È uscito di recente, con i tipi della Carocci Editore, il primo volume della collana dedicata all’«Epistolario di Aldo Capitini». Il progetto voluto dalla Fondazione Centro Studi “Aldo Capitini”, è stato reso possibile dal sostegno della Regione dell’Umbria, del Comune di Perugia e della Fondazione Cassa di Risparmio di Perugia. A inaugurare la collana è il carteggio tra Aldo Capitini e Walter Binni, curato dal figlio di quest’ultimo Lanfranco e da Lorella Giuliani.
Patrizia Violi ha definito lo spazio comunicativo della lettera come una «soglia», un «punto di confine» in grado di segnalare l’interazione, lo «scambio dialogico con l’altro, dalla solitudine autosufficiente della scrittura». Nel carteggio tra Capitini e Binni si ha l’impressione che questa soglia tenda a scomparire, tanto perfetta è l’empatia che circola tra loro, l’interazione che neppure la distanza riesce ad incrinare. Le lettere ci restituiscono infatti un intenso dialogo in differita, dove i due protagonisti, pur separati da impegni accademici e politici, si muovono in uno spazio condiviso.

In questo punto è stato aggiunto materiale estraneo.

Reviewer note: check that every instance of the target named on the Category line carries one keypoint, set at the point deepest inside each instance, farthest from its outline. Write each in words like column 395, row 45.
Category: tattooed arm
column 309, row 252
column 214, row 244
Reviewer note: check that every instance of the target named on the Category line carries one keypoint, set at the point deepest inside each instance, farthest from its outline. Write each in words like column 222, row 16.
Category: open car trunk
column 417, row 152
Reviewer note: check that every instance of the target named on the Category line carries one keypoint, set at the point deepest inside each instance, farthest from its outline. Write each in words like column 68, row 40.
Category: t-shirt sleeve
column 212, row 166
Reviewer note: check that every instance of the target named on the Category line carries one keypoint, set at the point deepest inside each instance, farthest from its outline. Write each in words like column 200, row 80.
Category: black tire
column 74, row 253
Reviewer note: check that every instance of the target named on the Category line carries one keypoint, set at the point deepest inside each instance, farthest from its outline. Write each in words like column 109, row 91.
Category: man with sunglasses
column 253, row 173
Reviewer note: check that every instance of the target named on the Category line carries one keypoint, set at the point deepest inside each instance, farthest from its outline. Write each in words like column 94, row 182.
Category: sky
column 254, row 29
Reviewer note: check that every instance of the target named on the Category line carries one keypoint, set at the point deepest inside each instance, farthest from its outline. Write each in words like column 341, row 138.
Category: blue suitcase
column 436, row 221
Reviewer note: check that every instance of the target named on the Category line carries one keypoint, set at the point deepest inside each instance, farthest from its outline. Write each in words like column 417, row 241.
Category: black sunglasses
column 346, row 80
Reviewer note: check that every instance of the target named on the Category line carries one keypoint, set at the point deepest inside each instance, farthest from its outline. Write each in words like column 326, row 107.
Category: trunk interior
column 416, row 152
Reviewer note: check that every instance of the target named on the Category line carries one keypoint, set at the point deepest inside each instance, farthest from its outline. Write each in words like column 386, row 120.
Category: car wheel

L’intimità del dialogo epistolare per anni quasi quotidiano riflette le stature morali dei due interlocutori: la loro libertà intellettuale, la profonda coscienza etica, lontana da ostentazioni grossolane o da sotterfugi, in anni in cui si ponevano al centro i valori della mente e del cuore, il gusto della cultura umanistica appresa sui classici del pensiero filosofico e letterario, la sapienza e l’intelligenza della conversazione, ma anche lo scambio fraterno e amicale tra due spiriti eletti che il destino aveva fatto incontrare.
Il carteggio possiamo leggerlo come una duplice biografia capace di restituirci il «disegno» di due vite: le lettere ci consegnano ora integra e senza ombre l’immagine dal vivo di due figure intellettuali ed umane protagoniste del nostro Novecento, tracciando di entrambi un vero e proprio «ritratto in piedi» (sebbene fossero entrambi restii ai riflettori della prima scena e all’ostentazione di sé). Le lettere rimaste finora inedite risultano un efficace «mediatore di conoscenza», da cui un lettore non abbagliato dalla curiosità cronachistica o aneddotica riesce a discernere l’autenticità e i più teneri sentimenti, penetrando fin dentro le pieghe delle loro anime. Siamo di fronte, come la definisce lo stesso Binni in una nota inedita, ora pubblicata dai curatori, ad una «lunga storia di legami affettuosi e culturali», ad un sodalizio intellettuale ed umano durato ben trentasette anni. La prima lettera attestata risale infatti al 1931 quando il giovane Walter, appena conseguita la maturità liceale a Perugia, si affaccia un po’ titubante ad affrontare un nuovo capitolo della sua formazione, con la scelta della facoltà universitaria e, incoraggiato dal commissario dell’esame di maturità, Guido Mazzoni, si informa sulle pratiche da espletare per concorrere ad un posto alla Scuola Normale di Pisa, scrivendo direttamente al Segretario, Aldo Capitini. La risposta del segretario al suo giovane concittadino ed il successivo telegramma per comunicargli l’esito positivo della prova di ammissione, danno avvio ad una lunga ed intensa amicizia che avrà il suo naturale sigillo in quella cartolina con due sole parole («Carissimi, Aldo») vergata con mano stanca nella sera del 19 ottobre 1968, poche ore prima di prendere definitivo congedo dalla vita.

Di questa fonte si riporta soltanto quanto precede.